Kurz vor Ptuj wimmert das Hinterrad wie ein Quietscheentchen. Nachdem es durch Gesundbeten nicht weg geht mal wieder Boxenstop am Wegesrand. Ich muss zwar mal wieder alles abladen, das Rad auf den Kopf stellen, habe aber Glück. Eine Gummimanschette über dem Ende der Achse, von der ich fast denke, dass sie bei der Montage des Reifens hätte entfernt werden sollen, reibt sich an der sich drehenden Nabe. Das ist ja nun gar nichts, Glück gehabt. Ich schiebe das Teil ein wenig nach außen und schon ist Ruhe. (An dieser Stelle fängt das Tablet plötzlich das Sprechen an und eine Dame liest mir meinen Text vor, beinahe flüssig und mit der richtigen Betonung. Sie ist allerdings auch so frech, mir die Tippfehler zu buchstabieren. Ich habe keine Ahnung, welchen Knopf ich versehentlich gedrückt habe. Wer kann helfen?)
Ptuj hätte ich beinahe übersehen oder besser unterschätzt. Es geht eine unscheinbare Straße hintunter, vor mir ragt die wenig interessante Rückseite einer zwar großen, aber nicht umwerfenden Burg auf einem Bergrücken auf. In die dahinter liegende Stadt fahre ich zunächst nicht, der Verkehr wird auf eine triste Umgehung geleitet. Erst am anderen Ende rolle ich zurück in eine kleine Fußgängerzone und fotografiere das imposante Jugendstilrathaus.

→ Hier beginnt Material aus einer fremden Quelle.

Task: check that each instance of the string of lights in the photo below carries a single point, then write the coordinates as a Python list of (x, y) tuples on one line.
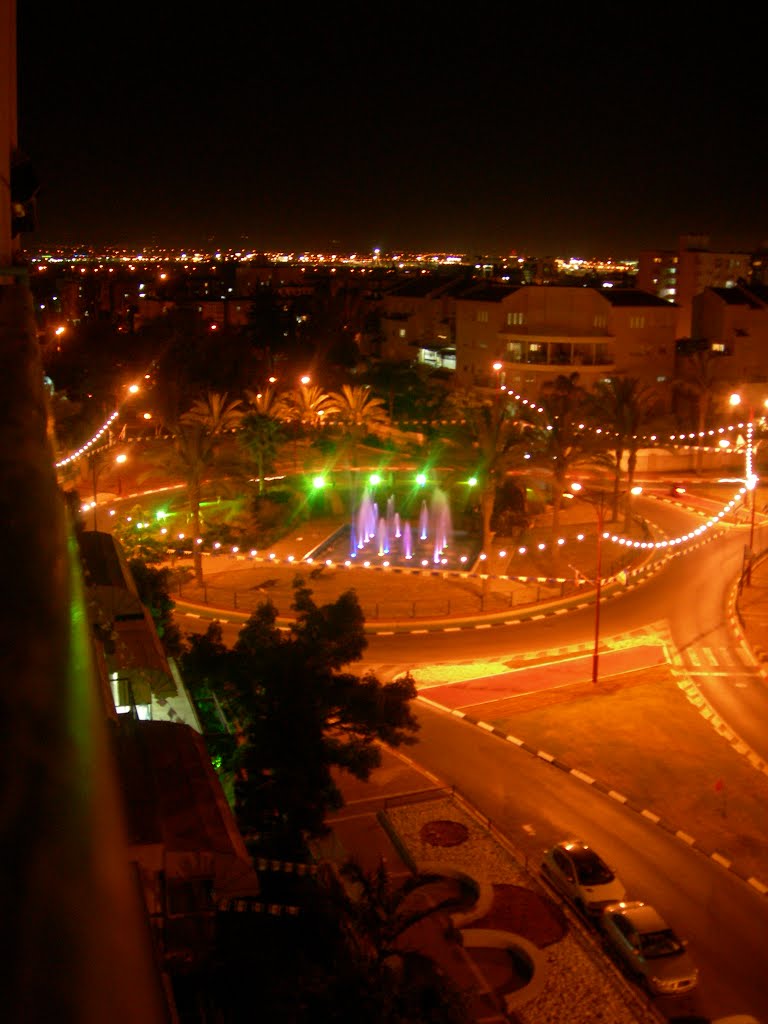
[(676, 440)]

Wenige Kilometer nach der Stadt bekomme ich dann doch noch ein paar Informationen. Meine Frage an einen etwa vierzig Jahre alten Mann nach dem Weg wächst sich zu einem dreißigminütigen Gespräch aus. Er spricht perfekt deutsch mit einem hiesigen, wenn auch nicht slowenischen Akzent. Wie ich mütterlicherseits in Ungarn aus einer „schwäbischen“ Familie komme, stammt er hier aus einer „steierischen“ Familie. Und schon sind wir wieder mitten drin in den Wirren des 20. Jahrhunderts in dieser Region. 1. Weltkrieg, 2. Weltkrieg, kalter Krieg, Wende. In der KuK-Monarchie war das hier die Untersteiermark. Ptuj war Pettau und „über 800 Jahre unter der Krone“, sagt der Herr, genau wie Marburg, das jetzt Maribor heißt. Dort gab es 10.000 Deutsche. Ich erkundige mich wo genau die alte Grenze von der alten Untersteiermark zum damaligen Königreich Kroatien-Ungarn lag. Wir streifen die Umverteilungen und Staatenneubildung nach dem ersten und die frühe jugoslawisch-sowjetische Zeit nach dem zweiten Weltkrieg und wissen, dass wir in ein Wespennest gestochen haben und niemals ein Ende finden werden, wenn wir jetzt nicht einfach aufhören. Daher Handschlag, „angenehm“, auf Wiedersehen.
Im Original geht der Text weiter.